Sugar caramelises from 160c, but as we aren't using just a pure sugar syrup (many of the sugars in this recipe come from fructose), this caramelisation point is lowered. When we add an impurity (such as the alkaline baking soda, which doesn't need an acid to work in this case as the high temperatures work as the catalysing agent), this caramelisation point is lowered further still. That’s why it's important to remove the mixture from the heat (it will continue to rise in temperature immediately after, anyhow!) and have it cool as quickly as possible. Plus it’ll be ready to be eaten quicker, so the benefits are aplenty.

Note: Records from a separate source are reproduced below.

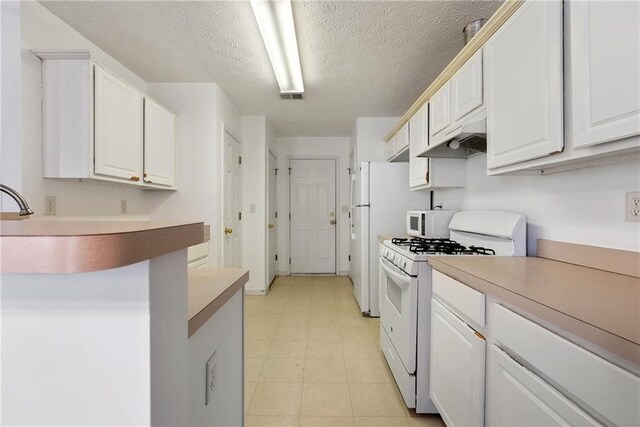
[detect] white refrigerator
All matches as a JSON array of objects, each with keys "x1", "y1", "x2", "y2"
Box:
[{"x1": 350, "y1": 162, "x2": 429, "y2": 317}]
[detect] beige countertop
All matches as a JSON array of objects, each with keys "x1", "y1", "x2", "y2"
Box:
[
  {"x1": 0, "y1": 220, "x2": 204, "y2": 274},
  {"x1": 187, "y1": 268, "x2": 249, "y2": 336},
  {"x1": 428, "y1": 256, "x2": 640, "y2": 363}
]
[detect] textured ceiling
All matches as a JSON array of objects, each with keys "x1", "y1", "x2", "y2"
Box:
[{"x1": 43, "y1": 0, "x2": 501, "y2": 136}]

Once the baking soda has been added, moving quickly is essential as the setting process has already begun so we also want to ensure it sets in a big chunk, and not in a pot that you'll never be able to use again. You’ll need a tray covered in baking paper ready to go. Don’t mess around with anything but baking paper, if you wouldn’t like that something else to also be attached to your finished honeycomb. I like to keep the tray in the freezer until I need it to help cool the honeycomb mixture. Having this ready before cooking means the mixture can be poured out of the hot pan immediately, minimising the time it stays at high heat once we've taken it to the desired temperature.

The final product is good to eat after an hour or two of cooling. You can eat as-is, temper some chocolate and dip it in, crush it up for a crumb, smash it into ice-cream, use it to decorate cakes etc. Enjoy!